|
Training refers to the acquisition of knowledge, skills, attitudes as a result of the teaching of vocational or practical skills and knowledge and relates to specific useful skills. It forms the core of apprenticeships and provides the backbone of content at technical colleges or polytechnics. Today it is often referred to as professional development.
Sporting training appears more mechanistic: planned suites of regimes develop specific skills or muscles with a view to peaking at a particular time. A specialized field of training often used in sports is autogenic training.
Training & Development is the field concerned with workplace learning to improve performance.
In military use, training means gaining the physical ability to perform and survive in combat, and learning the many skills needed in a time of war. These include how to use a variety of weapons, outdoor survival skills, and how to survive capture by the enemy, among others.
It can include specialties, such as parachuting, flying an airplane, SCUBA diving, operating high-tech weapons, intelligence gathering, navigating at sea, and many others.
Once the desired abilities have been learned, on-going training means to drill and keep in shape in case of deployment orders (i.e. the same as exercise, only it's for military units).
Recruitment refers to the process of finding possible candidates for a job or function, undertaken by recruiters. It may be undertaken by an employment agency or a member of staff at the business or organisation looking for recruits. Either way it may involve advertising, commonly in the recruitment section of a newspaper or in a newspaper dedicated to job adverts. Employment agencies will often advertise jobs in their windows. Posts can also be advertised at a job centre if they are targeting the unemployed.
Suitability for a job is typically assessed by looking for skills, e.g. communication skills, typing skills, computer skills. Evidence for skills required for a job may be provided in the form of qualifications (educational or professional), experience in a job requiring the relevant skills or the testimony of references. Employment agencies may also give computerised tests to assess an individuals' off hand knowledge of software packages or their typing skills. At a more basic level written tests may be given to assess numeracy and literacy. A candidate may also be assessed on the basis of an interview. Sometimes candidates will be requested to provide a résumé or to complete an application form to provide this evidence.

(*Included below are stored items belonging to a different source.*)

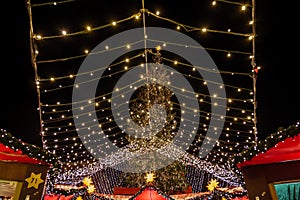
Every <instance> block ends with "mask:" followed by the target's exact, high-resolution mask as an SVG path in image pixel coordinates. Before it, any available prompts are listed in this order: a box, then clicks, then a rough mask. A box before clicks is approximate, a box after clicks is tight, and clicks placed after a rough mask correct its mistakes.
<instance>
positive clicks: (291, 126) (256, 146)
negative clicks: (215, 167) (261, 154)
mask: <svg viewBox="0 0 300 200" xmlns="http://www.w3.org/2000/svg"><path fill="white" fill-rule="evenodd" d="M299 124H300V122H297V123H296V124H294V125H291V126H289V127H287V128H283V127H279V128H278V130H277V132H275V133H273V134H270V135H269V136H267V137H266V138H265V139H264V140H260V141H258V144H257V145H253V146H251V147H250V148H249V149H247V150H245V151H243V152H241V153H239V154H237V155H236V156H235V157H234V158H233V160H232V163H233V164H238V163H241V162H244V161H247V160H251V158H253V157H255V156H256V155H257V154H259V153H264V152H266V151H267V150H268V149H270V148H272V147H274V146H275V145H276V144H277V143H279V142H281V141H284V140H285V139H287V138H289V137H294V136H296V135H298V134H299V133H300V127H299Z"/></svg>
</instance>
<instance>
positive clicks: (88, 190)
mask: <svg viewBox="0 0 300 200" xmlns="http://www.w3.org/2000/svg"><path fill="white" fill-rule="evenodd" d="M95 190H96V188H95V186H94V185H89V186H88V188H87V192H88V193H89V194H91V193H93V192H94V191H95Z"/></svg>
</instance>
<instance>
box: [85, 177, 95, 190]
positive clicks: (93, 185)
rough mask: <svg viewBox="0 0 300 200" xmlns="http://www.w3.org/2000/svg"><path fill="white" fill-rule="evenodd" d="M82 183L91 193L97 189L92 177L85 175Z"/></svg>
mask: <svg viewBox="0 0 300 200" xmlns="http://www.w3.org/2000/svg"><path fill="white" fill-rule="evenodd" d="M82 183H83V184H84V185H85V186H86V187H87V192H88V193H89V194H91V193H93V192H94V191H95V190H96V188H95V186H94V185H93V181H92V179H91V178H90V177H85V178H84V179H83V180H82Z"/></svg>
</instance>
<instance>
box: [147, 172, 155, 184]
mask: <svg viewBox="0 0 300 200" xmlns="http://www.w3.org/2000/svg"><path fill="white" fill-rule="evenodd" d="M155 178H156V177H155V175H154V173H153V172H149V173H147V174H146V176H145V179H146V182H147V183H152V182H153V181H154V179H155Z"/></svg>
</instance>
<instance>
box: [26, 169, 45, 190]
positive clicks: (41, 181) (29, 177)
mask: <svg viewBox="0 0 300 200" xmlns="http://www.w3.org/2000/svg"><path fill="white" fill-rule="evenodd" d="M41 175H42V173H39V174H35V173H33V172H31V176H30V177H28V178H26V179H25V181H26V182H27V183H28V185H27V188H31V187H34V188H35V189H38V188H39V185H40V184H41V183H43V182H44V180H43V179H41Z"/></svg>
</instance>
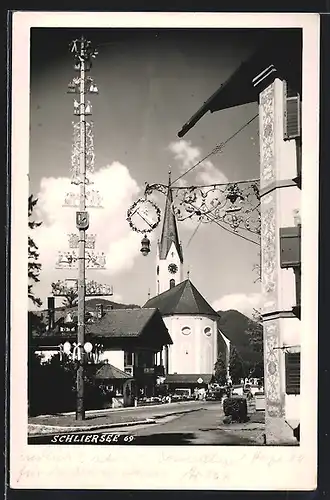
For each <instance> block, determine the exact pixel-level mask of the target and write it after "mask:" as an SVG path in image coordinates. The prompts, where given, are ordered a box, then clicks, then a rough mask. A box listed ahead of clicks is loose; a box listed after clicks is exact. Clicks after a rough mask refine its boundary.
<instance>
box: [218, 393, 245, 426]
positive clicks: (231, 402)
mask: <svg viewBox="0 0 330 500" xmlns="http://www.w3.org/2000/svg"><path fill="white" fill-rule="evenodd" d="M223 412H224V414H225V416H226V417H228V416H231V417H232V420H236V421H238V422H246V420H247V403H246V398H241V397H231V398H226V399H225V400H224V402H223Z"/></svg>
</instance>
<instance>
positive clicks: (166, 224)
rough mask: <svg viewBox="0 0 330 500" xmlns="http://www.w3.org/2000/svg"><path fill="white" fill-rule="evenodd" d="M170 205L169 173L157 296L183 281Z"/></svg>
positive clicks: (156, 284) (173, 286) (171, 207)
mask: <svg viewBox="0 0 330 500" xmlns="http://www.w3.org/2000/svg"><path fill="white" fill-rule="evenodd" d="M172 203H173V195H172V190H171V172H169V179H168V191H167V197H166V203H165V211H164V221H163V229H162V235H161V238H160V241H159V242H158V245H157V261H156V294H157V295H159V294H160V293H163V292H165V291H166V290H168V289H169V288H173V287H174V286H176V285H178V284H179V283H181V281H182V279H183V253H182V247H181V244H180V242H179V234H178V228H177V224H176V219H175V215H174V213H173V211H172Z"/></svg>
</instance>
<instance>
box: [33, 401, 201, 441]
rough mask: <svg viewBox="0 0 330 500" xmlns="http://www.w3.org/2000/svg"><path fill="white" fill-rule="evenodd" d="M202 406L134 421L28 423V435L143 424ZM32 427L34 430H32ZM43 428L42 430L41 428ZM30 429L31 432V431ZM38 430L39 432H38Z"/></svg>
mask: <svg viewBox="0 0 330 500" xmlns="http://www.w3.org/2000/svg"><path fill="white" fill-rule="evenodd" d="M201 409H202V408H192V409H191V410H184V411H176V412H172V413H166V414H165V415H158V416H155V417H153V418H146V419H144V420H136V421H130V422H118V423H112V424H98V425H83V426H67V427H64V426H59V425H56V426H55V425H42V424H28V437H38V436H44V435H51V434H54V433H56V432H83V431H85V432H89V431H95V430H99V429H111V428H117V427H130V426H134V425H143V424H155V423H156V421H157V420H159V419H161V418H165V417H171V416H173V415H184V414H185V413H191V412H194V411H199V410H201ZM29 426H30V432H29ZM33 429H34V430H35V431H36V432H33ZM41 429H43V430H41ZM31 430H32V432H31ZM38 430H39V432H38Z"/></svg>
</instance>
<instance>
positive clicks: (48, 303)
mask: <svg viewBox="0 0 330 500" xmlns="http://www.w3.org/2000/svg"><path fill="white" fill-rule="evenodd" d="M47 303H48V329H49V330H52V329H53V328H54V324H55V297H48V299H47Z"/></svg>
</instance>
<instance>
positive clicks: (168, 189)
mask: <svg viewBox="0 0 330 500" xmlns="http://www.w3.org/2000/svg"><path fill="white" fill-rule="evenodd" d="M172 203H173V196H172V190H171V178H169V185H168V194H167V198H166V204H165V211H164V220H163V228H162V233H161V238H160V241H159V242H158V248H157V261H156V290H157V295H156V296H155V297H153V298H150V299H149V300H148V301H147V302H146V304H145V305H144V307H145V308H157V309H159V311H160V313H161V315H162V317H163V321H164V323H165V325H166V327H167V329H168V331H169V334H170V336H171V338H172V341H173V344H172V345H170V346H169V347H168V353H166V355H165V356H164V359H167V363H166V364H167V367H166V368H167V370H166V371H167V377H166V383H168V385H169V386H171V385H172V388H173V386H175V387H180V386H181V387H182V388H190V389H191V390H193V389H194V388H197V387H199V386H200V387H204V388H206V387H207V385H208V384H209V383H210V381H211V378H212V374H213V372H214V365H215V362H216V360H217V354H218V353H217V334H218V328H217V319H218V318H219V316H218V314H217V312H216V311H215V310H214V309H213V308H212V307H211V306H210V305H209V304H208V302H207V301H206V300H205V299H204V297H203V296H202V295H201V293H200V292H199V291H198V290H197V289H196V287H195V286H194V285H193V283H192V282H191V281H190V279H189V278H188V279H185V280H183V250H182V246H181V243H180V241H179V234H178V228H177V222H176V218H175V215H174V213H173V210H172Z"/></svg>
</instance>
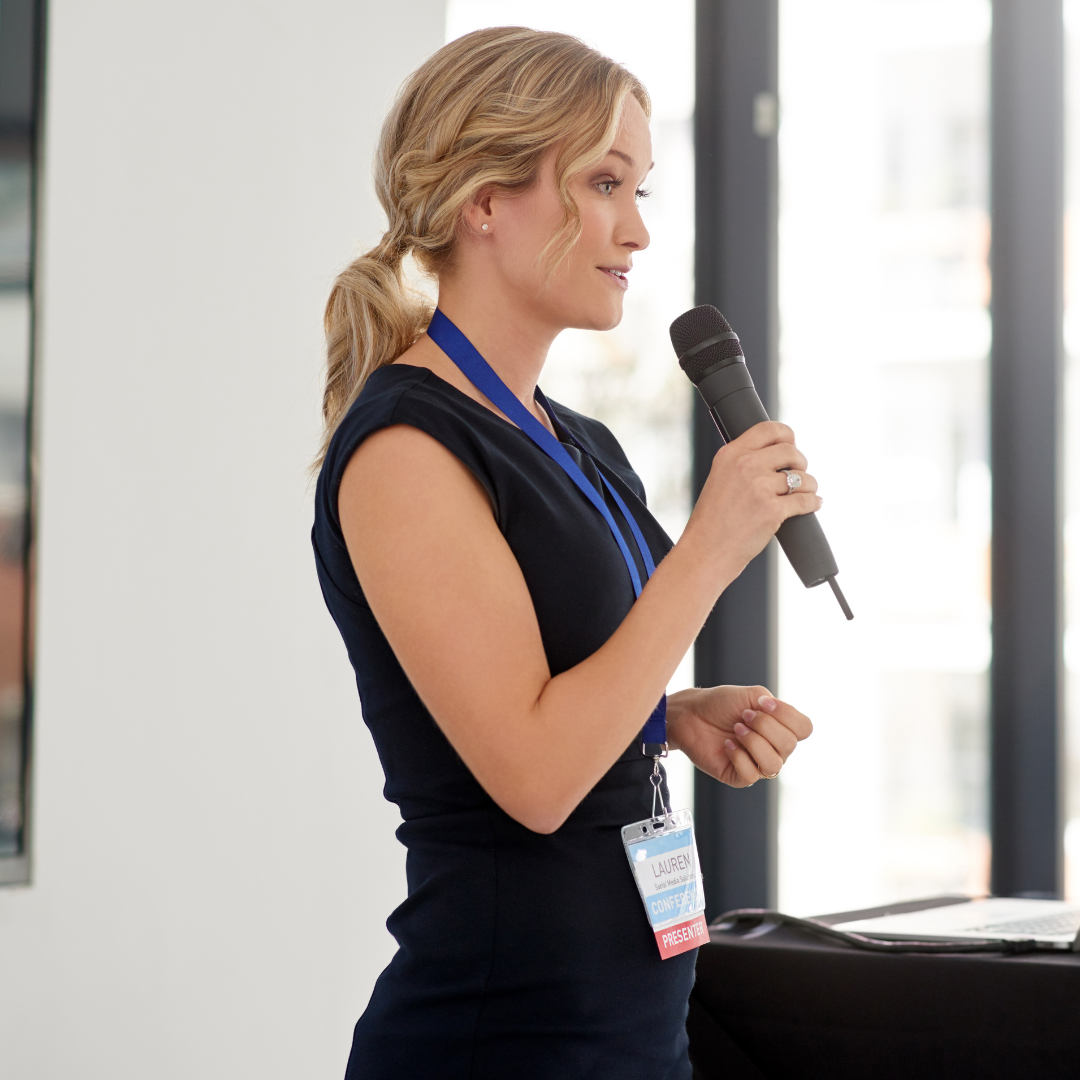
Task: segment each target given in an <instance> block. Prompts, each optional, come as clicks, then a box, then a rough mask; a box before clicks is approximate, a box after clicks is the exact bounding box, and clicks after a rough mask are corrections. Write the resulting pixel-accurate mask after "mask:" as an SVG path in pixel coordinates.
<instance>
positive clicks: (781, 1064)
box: [687, 902, 1080, 1080]
mask: <svg viewBox="0 0 1080 1080" xmlns="http://www.w3.org/2000/svg"><path fill="white" fill-rule="evenodd" d="M931 903H932V902H931ZM904 906H905V907H908V908H910V907H912V906H913V905H904ZM897 909H899V908H897V907H892V908H890V910H893V912H895V910H897ZM886 910H887V909H885V908H880V909H874V910H872V912H866V913H846V914H845V915H843V916H842V917H841V916H833V917H824V918H826V919H828V921H835V922H838V921H842V920H843V919H846V918H855V917H867V916H869V915H872V914H886ZM761 931H765V932H761ZM687 1029H688V1031H689V1034H690V1057H691V1059H692V1061H693V1065H694V1078H696V1080H819V1078H820V1080H825V1078H827V1080H892V1078H896V1080H900V1078H904V1080H907V1078H918V1080H936V1078H939V1077H940V1078H943V1080H944V1078H946V1077H947V1078H948V1080H958V1078H967V1077H972V1078H975V1077H977V1078H980V1080H1022V1078H1023V1080H1058V1078H1061V1080H1065V1078H1068V1080H1080V954H1077V953H1037V954H1027V955H1022V956H994V955H986V954H980V955H944V956H933V955H914V954H899V955H882V954H879V953H864V951H860V950H858V949H854V948H851V947H849V946H846V945H841V944H831V943H828V942H825V941H822V940H821V939H816V937H814V936H812V935H809V934H807V933H806V932H802V931H799V930H796V929H795V928H789V927H774V928H771V929H768V928H766V927H760V928H758V930H757V931H751V932H750V933H746V932H744V931H743V932H735V931H724V930H717V929H712V930H711V942H710V944H708V945H704V946H702V948H701V949H700V951H699V954H698V982H697V985H696V987H694V990H693V994H692V996H691V998H690V1014H689V1017H688V1020H687Z"/></svg>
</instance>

The follow-up process may be referred to as part of the recruitment process: inveigling the selected candidate or candidates to take up the target job or function. This applies particularly in filling positions in the military or in expanding the human resource base of a cult.
The dubious reputation sometimes attaching to recruitment has echoes in the colloquial synonyms of the term such as "shoulder-tapping" and "head-hunting", and in related terminology such as the old boy network.